Pewne zwycięstwo Lecha Poznań w Pucharze Polski. Cztery bramki w meczu z drugoligowcem
Lech Poznań bez żadnych problemów awansował do ćwierćfinału Pucharu Polski. "Kolejorz" pokonał na wyjeździe drugoligową Garbarnię Kraków 4:0. O losach meczu przesądziła już pierwsza połowa.
Maciej Skorża w spotkaniu pucharowym dał odpocząć wielu ważnym piłkarzom. W Krakowie poczynania kolegów z ławki rezerwowych śledzili między innymi Joao Amaral, Jakub Kamiński i Mikael Ishak.
Od pierwszej minuty wystąpili ci zawodnicy, którzy w lidze grają nieco mniej. Bez większego problemu uporali się jednak z niżej notowanymi rywalami. W szesnastej minucie goście wyszli na prowadzenie.
Wówczas strzał na bramkę Garbarni oddał Dani Ramirez. Golkiper zdołał odbić piłkę, lecz przy dobitce Filipa Marchwińskiego nie miał już żadnych szans.
Jeszcze w pierwszej połowie "Kolejorz" zadał dwa następne ciosy. Najpierw po dograniu Ramireza do siatki trafił Artur Sobiech, a później piłkę po uderzeniu Kwekweskiriego w poprzeczkę z bliska dobił Alan Czerwiński.
Przed przerwą gospodarze mieli dwie niezłe szanse na gola honorowego.
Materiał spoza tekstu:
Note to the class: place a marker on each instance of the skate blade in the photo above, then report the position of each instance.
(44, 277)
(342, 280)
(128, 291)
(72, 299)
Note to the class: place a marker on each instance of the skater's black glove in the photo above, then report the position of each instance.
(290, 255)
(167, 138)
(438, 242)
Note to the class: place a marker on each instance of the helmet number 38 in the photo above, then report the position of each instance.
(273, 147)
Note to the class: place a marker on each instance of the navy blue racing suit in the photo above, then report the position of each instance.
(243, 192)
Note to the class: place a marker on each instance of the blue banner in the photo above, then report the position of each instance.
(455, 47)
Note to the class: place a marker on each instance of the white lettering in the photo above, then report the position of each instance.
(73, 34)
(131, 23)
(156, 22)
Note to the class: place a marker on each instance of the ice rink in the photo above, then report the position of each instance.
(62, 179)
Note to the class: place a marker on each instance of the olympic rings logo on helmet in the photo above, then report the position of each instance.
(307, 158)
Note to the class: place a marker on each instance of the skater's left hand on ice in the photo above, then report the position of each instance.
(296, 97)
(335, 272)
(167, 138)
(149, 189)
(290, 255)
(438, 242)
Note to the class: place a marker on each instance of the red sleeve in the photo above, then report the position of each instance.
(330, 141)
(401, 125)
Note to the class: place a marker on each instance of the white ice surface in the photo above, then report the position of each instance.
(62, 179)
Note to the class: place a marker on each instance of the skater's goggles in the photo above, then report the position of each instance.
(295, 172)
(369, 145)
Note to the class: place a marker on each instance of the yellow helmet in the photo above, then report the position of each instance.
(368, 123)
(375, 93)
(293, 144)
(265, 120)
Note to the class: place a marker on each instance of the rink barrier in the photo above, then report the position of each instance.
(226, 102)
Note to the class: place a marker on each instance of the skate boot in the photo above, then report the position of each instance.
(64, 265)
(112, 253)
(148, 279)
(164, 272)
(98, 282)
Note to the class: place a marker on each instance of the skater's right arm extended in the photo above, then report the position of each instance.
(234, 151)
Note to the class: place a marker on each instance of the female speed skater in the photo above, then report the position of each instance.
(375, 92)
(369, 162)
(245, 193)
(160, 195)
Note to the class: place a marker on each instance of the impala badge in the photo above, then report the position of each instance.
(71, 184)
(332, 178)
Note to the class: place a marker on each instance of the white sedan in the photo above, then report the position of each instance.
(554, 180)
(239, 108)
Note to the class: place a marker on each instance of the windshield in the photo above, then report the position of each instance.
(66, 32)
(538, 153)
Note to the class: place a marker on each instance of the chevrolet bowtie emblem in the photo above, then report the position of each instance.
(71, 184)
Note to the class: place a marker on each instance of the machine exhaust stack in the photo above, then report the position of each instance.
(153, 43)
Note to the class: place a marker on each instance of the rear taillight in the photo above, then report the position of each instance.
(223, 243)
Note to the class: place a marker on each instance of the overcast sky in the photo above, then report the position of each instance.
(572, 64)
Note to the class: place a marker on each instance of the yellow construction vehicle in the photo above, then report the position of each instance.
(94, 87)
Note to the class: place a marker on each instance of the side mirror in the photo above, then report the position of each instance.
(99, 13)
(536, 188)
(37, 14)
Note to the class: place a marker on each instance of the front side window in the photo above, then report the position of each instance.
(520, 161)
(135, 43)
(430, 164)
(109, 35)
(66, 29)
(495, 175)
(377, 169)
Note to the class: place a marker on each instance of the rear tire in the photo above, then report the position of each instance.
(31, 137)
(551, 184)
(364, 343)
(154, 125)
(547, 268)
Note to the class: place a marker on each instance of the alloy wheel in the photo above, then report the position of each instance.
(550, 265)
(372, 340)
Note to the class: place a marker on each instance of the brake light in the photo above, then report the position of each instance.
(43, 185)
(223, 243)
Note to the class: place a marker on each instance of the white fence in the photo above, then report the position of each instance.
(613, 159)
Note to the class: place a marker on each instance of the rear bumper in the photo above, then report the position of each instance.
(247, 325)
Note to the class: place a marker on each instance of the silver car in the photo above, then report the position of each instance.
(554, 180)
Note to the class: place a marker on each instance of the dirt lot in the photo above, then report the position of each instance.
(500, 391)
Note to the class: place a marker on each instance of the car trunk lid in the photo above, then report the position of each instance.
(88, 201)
Najpierw Lecha uratowała interwencja Pereiry, a później nieskuteczność Kleca.
W drugiej części spotkania tempo nieco spadło, a poznaniacy spokojnie kontrolowali jego przebieg. Ostatecznie zwyciężyli 4:0. W 64. minucie rezultat ustalił Radosław Murawski. Dobrej okazji nie wykorzystał za to między innymi Pacławski.